Dr Kelly never felt able to speak fully in his own defence. His close family, as is their right, have always preferred to stay silent about his feelings and about what pressures may have been placed upon him in his final days.
His violent death therefore deprives us of essential information about one of the most important political and military controversies of our age.
This would be troubling under any circumstances. But it is made far more perplexing by the cloud of doubt which surrounds the event itself. No proper inquest was ever held, itself an extraordinary circumstance.
And in the absence of a proper, open examination of his death under English law, that cloud of doubt grows and grows.
It may well be that all was exactly as we have been told, and that his death was a simple suicide.

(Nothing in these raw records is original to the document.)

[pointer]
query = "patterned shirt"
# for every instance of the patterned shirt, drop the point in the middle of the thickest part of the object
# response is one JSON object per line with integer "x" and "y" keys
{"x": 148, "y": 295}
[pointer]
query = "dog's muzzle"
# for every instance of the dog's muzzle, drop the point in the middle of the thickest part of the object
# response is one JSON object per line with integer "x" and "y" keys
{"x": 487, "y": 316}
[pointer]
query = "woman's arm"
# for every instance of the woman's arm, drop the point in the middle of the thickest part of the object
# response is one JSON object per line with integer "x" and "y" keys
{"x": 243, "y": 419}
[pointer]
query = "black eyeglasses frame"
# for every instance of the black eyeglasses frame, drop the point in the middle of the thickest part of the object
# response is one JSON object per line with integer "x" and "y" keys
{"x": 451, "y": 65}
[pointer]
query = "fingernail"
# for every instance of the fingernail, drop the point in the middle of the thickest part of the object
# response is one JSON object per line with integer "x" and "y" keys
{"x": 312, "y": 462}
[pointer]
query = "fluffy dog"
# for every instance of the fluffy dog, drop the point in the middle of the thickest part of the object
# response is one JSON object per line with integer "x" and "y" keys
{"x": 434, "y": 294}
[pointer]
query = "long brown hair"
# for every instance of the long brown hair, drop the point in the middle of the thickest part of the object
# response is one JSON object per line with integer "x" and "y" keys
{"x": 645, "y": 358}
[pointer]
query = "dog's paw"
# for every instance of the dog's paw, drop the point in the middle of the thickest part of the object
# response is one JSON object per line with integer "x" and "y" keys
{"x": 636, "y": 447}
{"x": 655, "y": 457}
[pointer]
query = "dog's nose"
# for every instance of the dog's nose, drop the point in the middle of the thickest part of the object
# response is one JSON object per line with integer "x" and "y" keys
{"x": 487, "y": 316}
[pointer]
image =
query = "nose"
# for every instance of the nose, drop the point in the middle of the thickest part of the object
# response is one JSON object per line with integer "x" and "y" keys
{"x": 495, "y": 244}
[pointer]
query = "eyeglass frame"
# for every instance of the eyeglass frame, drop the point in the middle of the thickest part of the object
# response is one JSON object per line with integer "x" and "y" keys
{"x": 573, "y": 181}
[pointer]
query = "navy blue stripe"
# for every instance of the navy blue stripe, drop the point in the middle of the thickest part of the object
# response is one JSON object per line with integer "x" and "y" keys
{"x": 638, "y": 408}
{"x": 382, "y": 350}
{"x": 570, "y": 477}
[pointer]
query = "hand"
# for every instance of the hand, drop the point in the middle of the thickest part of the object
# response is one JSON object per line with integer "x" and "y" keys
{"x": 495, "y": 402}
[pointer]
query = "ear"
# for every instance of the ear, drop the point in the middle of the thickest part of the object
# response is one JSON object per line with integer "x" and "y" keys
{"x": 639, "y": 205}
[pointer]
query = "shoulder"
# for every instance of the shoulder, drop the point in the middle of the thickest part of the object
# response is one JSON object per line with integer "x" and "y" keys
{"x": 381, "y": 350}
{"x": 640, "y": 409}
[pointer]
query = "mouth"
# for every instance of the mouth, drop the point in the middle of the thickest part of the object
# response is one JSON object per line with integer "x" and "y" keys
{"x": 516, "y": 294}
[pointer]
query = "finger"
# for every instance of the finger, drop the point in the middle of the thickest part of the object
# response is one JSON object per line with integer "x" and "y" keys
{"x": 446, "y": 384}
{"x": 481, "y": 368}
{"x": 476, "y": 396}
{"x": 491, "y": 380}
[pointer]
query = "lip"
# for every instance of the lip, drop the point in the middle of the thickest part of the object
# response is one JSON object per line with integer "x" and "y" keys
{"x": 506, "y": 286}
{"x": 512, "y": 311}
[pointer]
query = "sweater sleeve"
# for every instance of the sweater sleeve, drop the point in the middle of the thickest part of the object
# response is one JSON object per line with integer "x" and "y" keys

Indeed, many of the circumstances make that a reasonable conclusion.
But with each independent account of the discovery of the scientist’s body, new questions are raised. The apparent absence of blood at the scene has always been a concern, since Lord Hutton’s report concluded that he had died from loss of blood.
Now, thanks to the recollections of Detective Constable Graham Coe, it is an even greater concern.
DC Coe is an experienced police officer who has been present at the aftermath of many deaths. The fact that he confirms the view of previous witnesses – that very little blood was visible at the scene – is a significant new development and strengthens the case for an inquest to be held.
The new Government should listen to that case, and so end the damaging uncertainty about how and why Dr Kelly came to die.